Real Living History at Waterloo Farms

For the last two years I have written in this blog about a living history Civil War-oriented event that consistently becomes my favorite event of the year:
(Self-Hypnosis + Authenticity + 1st person = Time-Travel
To summarize, at Waterloo Farms there is a log house, a bake house, an icehouse, a granary, and a mid-19th century farmhouse (among a few other buildings) help to show what farm life was like in Michigan 150 years ago, all located in a very rural part of Michigan. Throughout the year the Waterloo Area Historical Society that runs the museum holds various events, including pioneer days, log cabin days, and a Christmas gathering.
My favorite spot on the farm is the farmhouse, which is filled with accurate period furnishings that give the homestead a very authentic feel.
So imagine my surprise when I was told that we in the the Michigan Soldiers Aid Society (MSAS) - the other civilian reenacting group I belong to - were to set ourselves up in the house as if it were our own and present ourselves as family and friends living there during the Civil War! A dream come true! To me that is 'hardcore' - or 'progressive' in the least. For a civilian, to have a period house to reenact in doesn't get any better!

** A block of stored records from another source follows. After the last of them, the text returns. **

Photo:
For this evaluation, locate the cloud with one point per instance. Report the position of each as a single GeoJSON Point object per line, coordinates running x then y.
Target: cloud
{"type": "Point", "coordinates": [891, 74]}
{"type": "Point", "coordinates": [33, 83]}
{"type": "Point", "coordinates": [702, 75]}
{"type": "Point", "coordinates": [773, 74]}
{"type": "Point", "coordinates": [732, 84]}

After a bit of careful rearranging of furniture, we settled ourselves in for a Saturday afternoon at the farm, enjoying each other's company. The younger set played checkers for most of the afternoon, and the ladies sewed various items. Now, understand that had this been 1863, I most likely would not have been sitting and visiting on a Saturday afternoon. There would have been too much work to do! Of course, the period dressed docent who sporadically lead the tour groups through the house made a few comments here and there about the fact that we were not working, that she was doing all the work. I reminded this young lady that I am the employer and that if she wanted to continue to receive pay then she would continue to do her daily chores as required. She and I bantered back and forth like this throughout the day, much to the felight of those present, and this was not inconsistent with the unhappy domestics who actually lived back in the 1860's. There are letters and journal entries of employers whose domestics spoke rudely to them, knowing full well that there was not much they could do, seeing that good help was hard to find. So the two of us played that situation up quite well. The tour groups thoroughly enjoyed the bantering, by the way.

Unfortunately, it was a very hot and muggy day and by early afternoon we, like good Victorians, took ourselves outside under the shade of a large tree, leaving our domestic to finish her work inside.
Such a good employer am I!

Out on the front porch, and then later in the barn, a band of Rebel musicians performed and sang period tunes by way of fiddle, bones, and banjo.
They must've been prisoners for I saw no muskets, and the Union army was camped out back, marching and drilling.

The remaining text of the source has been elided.